2 – Provedor de Justiça, Dr. Alfredo José de Sousa (Acta n.º 5, de 26 de Janeiro de 2010): «Quanto a esta área, sem querer antecipar‐ me, já sei que porventura me irão questionar — também está na ordem do dia — sobre aquilo que penso, enquanto cidadão e enquanto participante que fui em funções públicas que alguma coisa têm a ver com o fenómeno da corrupção, relativamente ao enriquecimento ilícito, que está muito na discussão pública.
Curiosamente, antes de vir para cá, estava a arrumar um Boletim da Ordem dos Advogados e vi exactamente um artigo recente do Bastonário da Ordem dos Advogados sobre esta matéria — o boletim era talvez do último trimestre, e também me dei conta da apresentação de um projecto de lei, que me foi mandado pelo Grupo Parlamentar do PCP, sobre o enriquecimento ilícito.
(») Em princípio, discordo de mais um tipo legal de crime que, em vez de facilitar, pode complicar dada a rede de tipos legais que o nosso ordenamento jurídico já prevê, nomeadamente as chamadas infracções conexas – aliás, gostaria mais da terminologia da Convenção de ONU Contra a Corrupção, a Convenção de Mérida, que fala em infracções subjacentes.
Efectivamente, a própria Convenção de Mérida prevê, e recomenda, que os Estados partes possam, de alguma maneira, tipificar este tipo legal de crime – o enriquecimento ilícito –, sem prejuízo da sua Constituição, dos princípios fundamentais do seu sistema jurídico.
Nesta matéria, acharia bastante mais eficaz, perante as situações de facto indiciadoras de enriquecimento ilícito, isto é o aumento significativo do património de um agente público para o qual ele não consegue apresentar uma justificação razoável face ao seu rendimento legítimo — esta décalage entre o rendimento legítimo e o rendimento que o agente público (e aqui há outro problema) aparenta ou o rendimento que pode ser comprovado —, atacar o mesmo problema de duas maneiras.

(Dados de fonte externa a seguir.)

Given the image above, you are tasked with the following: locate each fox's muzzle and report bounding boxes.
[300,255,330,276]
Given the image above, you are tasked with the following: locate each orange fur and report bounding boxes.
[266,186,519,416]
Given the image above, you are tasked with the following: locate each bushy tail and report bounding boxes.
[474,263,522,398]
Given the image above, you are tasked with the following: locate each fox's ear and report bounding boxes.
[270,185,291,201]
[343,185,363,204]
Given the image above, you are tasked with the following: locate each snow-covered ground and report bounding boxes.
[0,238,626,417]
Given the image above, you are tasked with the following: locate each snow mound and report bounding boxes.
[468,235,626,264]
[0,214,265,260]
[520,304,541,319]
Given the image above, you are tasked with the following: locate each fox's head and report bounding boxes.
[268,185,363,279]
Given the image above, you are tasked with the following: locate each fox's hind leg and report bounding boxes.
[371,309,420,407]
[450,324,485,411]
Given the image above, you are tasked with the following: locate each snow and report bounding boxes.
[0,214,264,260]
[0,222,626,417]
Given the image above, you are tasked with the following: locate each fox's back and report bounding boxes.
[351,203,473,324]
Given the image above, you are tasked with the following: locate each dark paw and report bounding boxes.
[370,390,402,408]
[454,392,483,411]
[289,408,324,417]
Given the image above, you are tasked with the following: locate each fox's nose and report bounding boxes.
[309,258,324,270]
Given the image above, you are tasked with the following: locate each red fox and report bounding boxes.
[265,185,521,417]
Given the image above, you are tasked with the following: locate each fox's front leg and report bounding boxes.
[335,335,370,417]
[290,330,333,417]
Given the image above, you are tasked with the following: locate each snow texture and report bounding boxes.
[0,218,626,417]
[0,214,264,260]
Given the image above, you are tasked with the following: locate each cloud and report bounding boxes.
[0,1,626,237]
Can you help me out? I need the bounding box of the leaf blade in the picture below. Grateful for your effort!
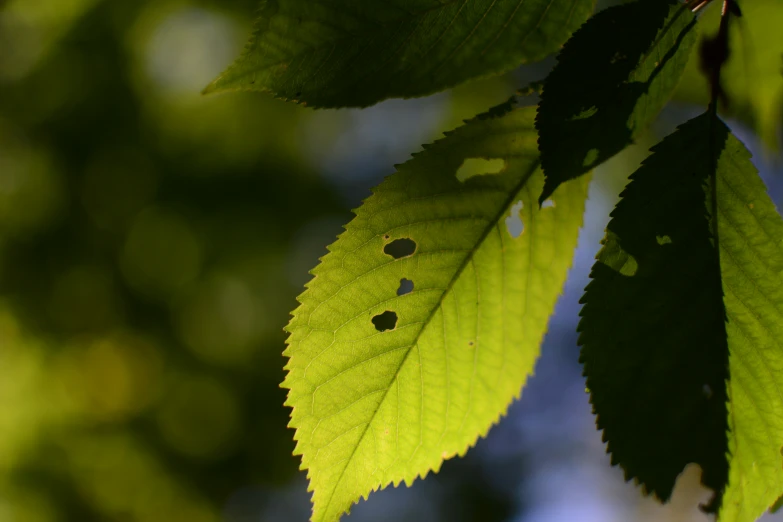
[283,105,586,521]
[536,0,696,201]
[205,0,594,107]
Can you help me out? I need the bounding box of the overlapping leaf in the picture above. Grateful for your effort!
[284,103,587,522]
[202,0,594,107]
[536,0,696,200]
[580,107,783,522]
[579,115,728,507]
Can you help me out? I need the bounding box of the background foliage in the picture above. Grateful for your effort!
[0,0,783,522]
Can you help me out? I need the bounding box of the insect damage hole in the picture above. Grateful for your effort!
[383,238,416,259]
[397,277,413,295]
[457,158,508,183]
[506,200,525,238]
[372,310,397,332]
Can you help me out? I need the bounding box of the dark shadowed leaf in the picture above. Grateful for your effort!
[206,0,594,107]
[579,111,729,509]
[536,0,696,201]
[283,99,587,522]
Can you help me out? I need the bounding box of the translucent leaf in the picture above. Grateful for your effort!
[283,99,587,522]
[206,0,594,107]
[675,0,783,147]
[717,119,783,522]
[536,0,696,201]
[580,110,783,522]
[579,115,729,508]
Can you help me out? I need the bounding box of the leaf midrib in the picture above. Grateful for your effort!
[322,157,541,518]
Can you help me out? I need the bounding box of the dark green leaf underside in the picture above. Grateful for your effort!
[536,0,696,201]
[716,121,783,522]
[206,0,594,107]
[579,111,728,508]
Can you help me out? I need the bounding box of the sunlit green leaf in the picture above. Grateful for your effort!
[579,111,729,508]
[536,0,696,200]
[716,119,783,522]
[283,103,587,522]
[202,0,594,107]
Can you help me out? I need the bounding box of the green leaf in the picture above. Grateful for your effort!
[536,0,696,201]
[675,0,783,148]
[579,115,729,509]
[205,0,594,107]
[717,119,783,522]
[283,103,587,522]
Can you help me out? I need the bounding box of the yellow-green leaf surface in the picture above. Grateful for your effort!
[207,0,594,107]
[579,114,729,511]
[536,0,696,199]
[716,122,783,522]
[283,102,587,522]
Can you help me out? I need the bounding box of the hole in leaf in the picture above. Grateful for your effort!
[506,201,525,238]
[383,238,416,259]
[571,105,598,121]
[457,158,507,183]
[372,310,397,332]
[582,149,600,167]
[397,277,413,295]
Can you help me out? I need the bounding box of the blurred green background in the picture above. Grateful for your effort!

Em primeiro lugar, caso fosse encontrada esta décalage entre o rendimento legítimo e o rendimento ilegítimo, ou alegadamente ilícito, fá-lo‐ ia através do sistema fiscal, através de um agravamento fiscal. Julgo que há já legislação nesse sentido. Mas faria ainda outra coisa, porque normalmente o enriquecimento ilícito tem aquilo a que a Convenção chama as infracções subjacentes.
Ora, o enriquecimento ilícito, na medida em que nem sequer foi declarado ao sistema fiscal, seria uma circunstância agravante da pena. Quer dizer, se isso se verificasse para o regime da corrupção, mas não só, nomeadamente para o tráfico ilícito de pessoas e de droga, e não apenas dos agentes públicos, porque também me parece que estes outros crimes podem ser praticados por particulares.
Curiosamente, a própria Convenção de Mérida, à frente deste normativo que prevê ou aconselha a tipificação do enriquecimento ilícito, também prevê o branqueamento do produto do crime, o chamado branqueamento de capitais» Aliás, há aqui uma norma que acho interessantíssima e que poderia ser adaptada em legislação que, de alguma maneira, quisesse abordar o enriquecimento ilícito não na perspectiva de mais um tipo legal de crime mas na perspectiva de sancionar através do agravamento fiscal ou através de circunstâncias atenuantes do agravamento da pena dos crimes subjacentes.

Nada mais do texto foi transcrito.